Lewis approaches the 1825 A Minor Sonata somewhat in the manner of Beethoven, emphasizing its motor aggression, though its musical means prove more roundabout than Beethoven’s for expository narrative. A degree of fantasy and dreamy introspection characterizes the evolution of the first movement, despite the “fate” motif that follows repetitively after the chromatic opening motif.  Lewis’ bass chords are worth a lesson all their own. The expansive C Major Andante proffers another of Schubert’s marvelous variation movements whose sudden shifts in key or accent move mountains.  After a sparkling A Minor movement,  Scherzo, the martial qualities of which hearken back to the first movement, The Rondo (Vivace) has Lewis realize a nervous exuberance in the form of a moto perpetuo that can become singularly manic. For a performance of equal balance of martial and mercurial forces, I’d look back to the old CBS inscription by Eugene Istomin.

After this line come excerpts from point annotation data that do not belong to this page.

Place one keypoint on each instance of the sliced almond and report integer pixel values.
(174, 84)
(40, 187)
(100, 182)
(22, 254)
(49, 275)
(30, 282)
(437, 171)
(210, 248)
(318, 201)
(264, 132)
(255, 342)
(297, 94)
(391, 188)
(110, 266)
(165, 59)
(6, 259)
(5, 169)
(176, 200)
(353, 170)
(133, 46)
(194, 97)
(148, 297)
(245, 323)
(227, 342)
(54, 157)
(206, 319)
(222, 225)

The pieces composed 1823-1828 and assembled as 6 Moments Musicaux have had splendid inscriptions by diverse personalities, from Paul Badura-Skoda to Rudolf Serkin. Their mercurial, often haunted, melancholy beauties in unexpected key transitions still compel us to rethink their value as salon or dance music. The Bach-like C-sharp Minor has long provided my own theme tune for my radio program, in the Serkin rendition. The most purely lovely may well be the Andantino in A-flat Major, the second of the set, which Lewis grants lyrically genial scope, intimately thoughtful. No less expressively resonant are the leider-like F Minor miniature No. 3 and its parallel  F Minor No. 5, but this time furioso. Most subtle of the set, the last, Allegretto, sets a nostalgic tone through Lewis’ impeccable sense of technical drama.   Finally, Lewis renders an old Schnabel favorite, the C Minor Allegretto, a piece whose alternations of major and minor gain substance and dark nobility through this British pianist’s canny sensitivity to Schubert’s idiosyncratic style.